Der beginnende Massenwohnungs-bzw. Mietskasernen-Bau und die aus England importierten Gartenstädte sind beidseits des Rheins verbreitet. Mit der Gründerzeit bekommt Deutschland dann einen gewissen Vorsprung, weil es industriell einfach rasant wächst. Und das Bauhaus läuft der Pariser École des Beaux Arts in den 1920iger Jahren den Rang ab.

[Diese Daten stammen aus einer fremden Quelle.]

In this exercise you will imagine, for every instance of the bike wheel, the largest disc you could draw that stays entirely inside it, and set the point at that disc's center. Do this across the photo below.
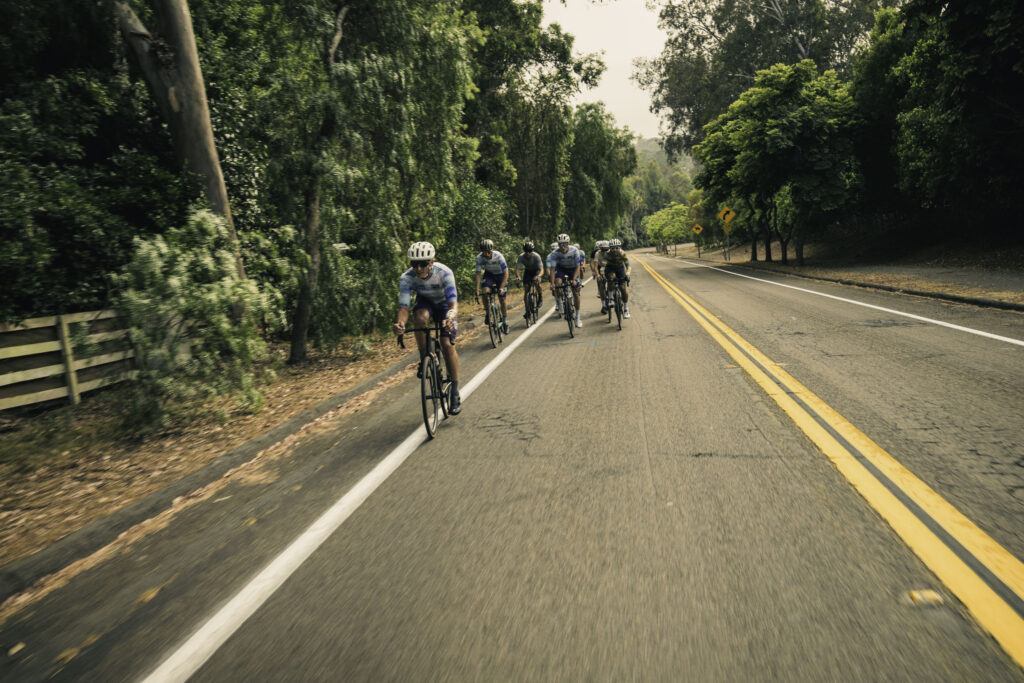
(430, 394)
(493, 328)
(619, 307)
(569, 314)
(495, 313)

Die Ausstellung spart Albert Speer und Konsorten nicht aus, konzentriert sich nach dem Zweiten Weltkrieg aber dann eher auf französische Planungen etwa im annektierten Saarland: man wollte die Moderne auch in die Provinz bringen. Seit den 1960er-Jahren gibt es weniger Konkurrenz denn parallele Entwicklungen in den beiden Ländern – und viel Austausch, vor allem im Massen-Wohnungsbau. Jean Prouvé baute in Berlin die Freie Universität, Pierre Vago die Universitätsbibliothek Bonn, der Deutsche Martin Schulz van Treeck die Pariser Wohntürme der "Orgues de Flandre". Und mit der Globalisierung verschwinden nun endgültig die nationalen Architekturen – was der Ausstellungs-Kurator Jean-Louis Cohen schon etwas länger beobachtet…

"Es gab im 19. Jahrhundert keine rein deutschen und keine rein französischen Architekturprobleme. Viele Fragen waren gemeinsame Fragen, die manchmal auch gemeinsam betrachtet worden sind."

Dies ist eine intellektuell anspruchsvolle und nebenbei auch sehr übersichtlich inszenierte Ausstellung. Wer sich für die Politik des Bauens interessiert, der sollte nach Straßburg fahren, ins "Musée d’Art Moderne et Contemporain".